Tangkapan layar dari akun Facebook pribadi Gede Pasek Suardika yang mengunggah komentar mengenai dakwaan terhadap pasangan suami istri penjual sayur.
Denpasar, Baliberkabar.id – Praktisi hukum sekaligus tokoh politik, Gede Pasek Suardika (GPS), memberikan komentar keras terhadap proses hukum yang menjerat pasangan muda penjual sayur di Denpasar. Keduanya dijerat pasal pencurian dengan pemberatan setelah mengambil peralatan catering sebagai jaminan utang yang tak kunjung dibayar.
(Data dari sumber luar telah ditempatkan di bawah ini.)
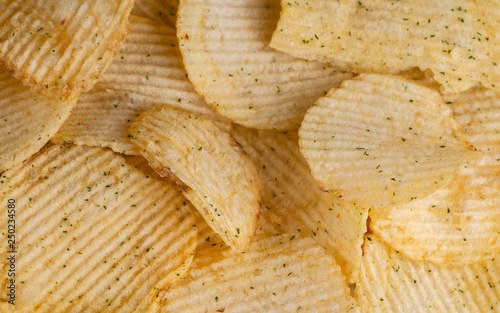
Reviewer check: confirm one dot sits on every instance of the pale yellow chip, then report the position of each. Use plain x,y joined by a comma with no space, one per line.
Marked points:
383,141
225,49
60,49
458,40
164,11
208,165
275,275
459,223
390,282
92,233
295,205
28,120
147,72
425,78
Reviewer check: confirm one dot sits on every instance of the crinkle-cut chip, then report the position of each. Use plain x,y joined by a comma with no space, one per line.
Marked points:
276,275
294,203
164,11
225,49
390,282
60,49
93,233
208,165
207,238
383,141
459,223
425,78
28,120
150,64
147,72
458,40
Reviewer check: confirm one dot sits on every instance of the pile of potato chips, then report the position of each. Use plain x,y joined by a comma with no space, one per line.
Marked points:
249,156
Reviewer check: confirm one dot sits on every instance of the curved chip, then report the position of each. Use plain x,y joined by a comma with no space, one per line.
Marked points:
294,203
147,72
459,41
164,11
208,165
28,120
275,275
225,49
459,223
92,233
390,282
60,49
383,141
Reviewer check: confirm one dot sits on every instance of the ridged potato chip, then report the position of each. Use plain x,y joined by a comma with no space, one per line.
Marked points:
207,164
294,203
27,120
147,72
60,49
275,275
92,233
459,41
224,45
390,282
460,222
383,141
164,11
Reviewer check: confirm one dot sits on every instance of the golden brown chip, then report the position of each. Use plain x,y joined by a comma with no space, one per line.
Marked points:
147,72
390,282
60,49
275,275
159,10
225,49
295,205
383,141
92,233
459,41
27,120
207,164
459,223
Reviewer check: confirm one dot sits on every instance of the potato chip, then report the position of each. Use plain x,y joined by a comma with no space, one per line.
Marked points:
275,275
61,48
383,141
225,49
164,11
92,232
458,40
425,78
459,223
390,282
27,120
295,205
207,164
147,72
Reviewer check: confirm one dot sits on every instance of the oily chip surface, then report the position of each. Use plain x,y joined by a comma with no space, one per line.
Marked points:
459,41
92,232
390,282
224,45
207,164
164,11
295,205
28,120
60,49
147,72
274,275
460,222
383,141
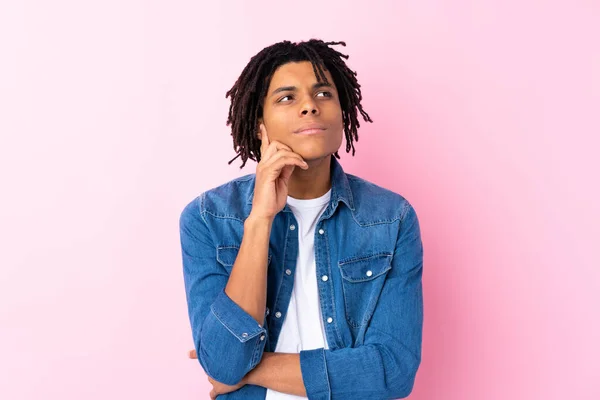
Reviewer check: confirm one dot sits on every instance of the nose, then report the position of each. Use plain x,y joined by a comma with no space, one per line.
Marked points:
309,106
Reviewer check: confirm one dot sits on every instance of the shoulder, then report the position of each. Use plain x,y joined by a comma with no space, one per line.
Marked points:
228,200
377,204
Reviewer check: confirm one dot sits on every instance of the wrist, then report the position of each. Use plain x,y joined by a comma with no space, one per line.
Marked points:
258,220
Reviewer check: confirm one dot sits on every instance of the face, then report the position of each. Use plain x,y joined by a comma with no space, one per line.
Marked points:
294,102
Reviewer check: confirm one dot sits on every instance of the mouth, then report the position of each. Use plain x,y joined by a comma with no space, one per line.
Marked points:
311,129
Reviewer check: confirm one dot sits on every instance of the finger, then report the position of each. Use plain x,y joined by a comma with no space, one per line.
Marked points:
264,140
276,164
282,153
273,148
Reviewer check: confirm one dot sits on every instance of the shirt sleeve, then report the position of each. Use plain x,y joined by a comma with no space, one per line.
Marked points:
385,366
228,341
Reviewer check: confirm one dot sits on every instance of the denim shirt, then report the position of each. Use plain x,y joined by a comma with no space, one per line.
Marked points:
369,262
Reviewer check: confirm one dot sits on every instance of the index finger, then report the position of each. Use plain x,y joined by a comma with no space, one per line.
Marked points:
264,144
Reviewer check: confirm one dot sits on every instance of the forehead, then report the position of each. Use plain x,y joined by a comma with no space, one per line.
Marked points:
293,73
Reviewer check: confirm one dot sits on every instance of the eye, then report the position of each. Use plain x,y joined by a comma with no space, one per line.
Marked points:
281,98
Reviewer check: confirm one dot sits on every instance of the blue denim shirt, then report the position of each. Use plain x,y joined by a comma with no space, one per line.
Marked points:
368,244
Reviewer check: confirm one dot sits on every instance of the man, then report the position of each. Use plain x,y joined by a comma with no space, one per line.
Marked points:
302,281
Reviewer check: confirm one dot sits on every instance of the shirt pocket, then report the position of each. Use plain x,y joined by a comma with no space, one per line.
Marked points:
226,256
362,281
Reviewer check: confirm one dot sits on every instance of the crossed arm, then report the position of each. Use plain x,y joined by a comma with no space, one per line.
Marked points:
277,371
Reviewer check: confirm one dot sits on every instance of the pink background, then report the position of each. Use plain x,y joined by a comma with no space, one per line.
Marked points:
112,118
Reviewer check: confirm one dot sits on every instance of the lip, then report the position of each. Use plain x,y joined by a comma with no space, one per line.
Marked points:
310,129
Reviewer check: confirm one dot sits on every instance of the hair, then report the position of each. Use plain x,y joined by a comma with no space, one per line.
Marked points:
249,91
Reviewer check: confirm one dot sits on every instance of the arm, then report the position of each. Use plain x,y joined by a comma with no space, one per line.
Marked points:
226,312
280,372
384,367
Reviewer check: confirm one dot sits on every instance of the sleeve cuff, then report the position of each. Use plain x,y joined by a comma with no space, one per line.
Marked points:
237,321
314,374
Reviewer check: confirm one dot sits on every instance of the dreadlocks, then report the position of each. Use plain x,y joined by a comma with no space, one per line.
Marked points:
248,92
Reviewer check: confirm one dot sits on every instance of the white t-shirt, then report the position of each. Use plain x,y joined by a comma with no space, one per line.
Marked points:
302,327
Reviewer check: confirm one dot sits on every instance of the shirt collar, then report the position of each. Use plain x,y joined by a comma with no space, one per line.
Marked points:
340,188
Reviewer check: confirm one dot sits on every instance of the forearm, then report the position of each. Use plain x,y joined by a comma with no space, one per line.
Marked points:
247,284
280,372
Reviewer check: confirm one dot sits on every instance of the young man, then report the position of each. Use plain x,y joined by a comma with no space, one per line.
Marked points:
302,280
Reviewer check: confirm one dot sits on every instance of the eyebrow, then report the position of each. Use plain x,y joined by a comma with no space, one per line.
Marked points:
317,85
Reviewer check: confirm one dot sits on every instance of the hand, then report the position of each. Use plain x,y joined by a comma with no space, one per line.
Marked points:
273,172
218,387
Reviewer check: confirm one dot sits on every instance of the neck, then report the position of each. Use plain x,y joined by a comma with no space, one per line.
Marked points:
313,182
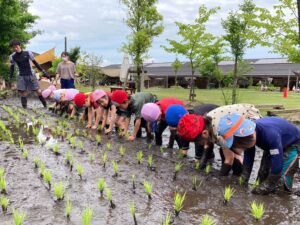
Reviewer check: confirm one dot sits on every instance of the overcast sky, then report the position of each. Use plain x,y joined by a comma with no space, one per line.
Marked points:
97,26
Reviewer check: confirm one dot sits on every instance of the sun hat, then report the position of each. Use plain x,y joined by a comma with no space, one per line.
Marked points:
119,97
234,125
97,94
150,112
79,99
190,126
174,114
46,93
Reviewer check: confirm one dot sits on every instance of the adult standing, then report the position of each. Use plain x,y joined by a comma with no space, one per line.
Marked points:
26,79
66,71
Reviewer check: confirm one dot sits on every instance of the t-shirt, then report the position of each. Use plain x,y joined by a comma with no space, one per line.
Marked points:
247,110
203,109
66,70
165,103
137,102
274,135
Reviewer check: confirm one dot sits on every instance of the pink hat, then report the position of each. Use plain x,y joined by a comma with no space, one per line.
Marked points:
46,93
150,112
70,94
52,88
96,95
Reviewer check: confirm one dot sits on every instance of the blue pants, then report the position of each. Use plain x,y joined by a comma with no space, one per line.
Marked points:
67,83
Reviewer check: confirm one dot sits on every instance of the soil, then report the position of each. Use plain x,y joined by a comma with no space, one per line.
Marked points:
28,192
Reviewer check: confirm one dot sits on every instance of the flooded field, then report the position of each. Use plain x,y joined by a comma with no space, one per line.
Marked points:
28,192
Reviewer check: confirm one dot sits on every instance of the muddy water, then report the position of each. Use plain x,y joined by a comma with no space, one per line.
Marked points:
27,191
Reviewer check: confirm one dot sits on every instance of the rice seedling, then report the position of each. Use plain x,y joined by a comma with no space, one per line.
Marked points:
132,212
162,150
3,185
228,193
42,168
133,178
178,167
68,207
21,143
4,203
59,190
167,220
148,189
18,217
108,145
80,144
80,170
109,198
98,139
194,182
150,161
91,157
122,151
36,162
48,177
207,168
207,220
101,185
197,165
69,157
87,215
115,167
104,159
178,203
139,156
1,172
257,210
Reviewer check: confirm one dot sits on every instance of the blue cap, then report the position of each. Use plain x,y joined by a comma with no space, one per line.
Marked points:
174,114
234,125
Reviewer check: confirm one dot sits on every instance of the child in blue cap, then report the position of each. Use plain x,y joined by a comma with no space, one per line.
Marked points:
279,140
Melalui akun media sosial pribadinya, GPS menyebut kasus ini lebih tepat dikategorikan sebagai kriminalisasi.
“Kok segininya pelaksanaan penegakan hukum kita? Jujur sedih saja melihat penegakan hukum yang lebih pas terlihat kriminalisasi,” tulis GPS.
Ia menilai perkara ini seharusnya bisa diselesaikan dengan restoratif justice, bukan dipaksakan menjadi perkara pidana pencurian. Apalagi, barang-barang yang sempat disita sudah dikembalikan utuh setelah utang dilunasi.
“Kalau tidak bisa restoratif justice ya bebaskan saja sudah. Di Lapas juga akan habiskan uang negara untuk membiayai konsumsi pelaku yang sebenarnya bukan penjahat. Biar jadi efek jera bagi orang yang tidak suka bayar utang lalu berlindung dengan pasal model begini,” tegasnya.
Kasus ini bermula pada 20 September 2024, ketika pasangan Putu Prasuta dan Ni Wayan Diantari mendatangi gudang catering di Jalan Drupadi, Denpasar, untuk menagih piutang senilai Rp10,4 juta. Karena tak kunjung dibayar, keduanya mengambil sejumlah barang sebagai jaminan, antara lain dua unit freezer dan dua kompor gas.
Keduanya menyampaikan bahwa barang tersebut akan dikembalikan setelah utang dilunasi. Aksi ini bahkan disaksikan pecalang dan warga sekitar. Namun, pemilik catering melaporkannya ke polisi.
Pasangan tersebut kemudian didakwa melanggar Pasal 363 Ayat (1) KUHP tentang pencurian dengan pemberatan, dengan ancaman hukuman hingga tujuh tahun penjara.
Tim kuasa hukum dari LBH Taksu Bali menilai perkara ini adalah bentuk kriminalisasi. Menurut mereka, tidak ada niat jahat (mens rea) karena barang-barang yang disita telah dikembalikan begitu utang dibayar pada 23 September 2024.
“Perbuatan ini berawal dari hubungan hutang-piutang. Unsur pencurian jelas tidak terpenuhi,” ujar kuasa hukum.
Selain itu, LBH Taksu Bali juga menyoroti sejumlah kejanggalan dalam proses penyidikan, mulai dari penyitaan mobil terdakwa tanpa izin pengadilan, dugaan permintaan uang oleh oknum penyidik, hingga pemeriksaan tanpa pendampingan hukum.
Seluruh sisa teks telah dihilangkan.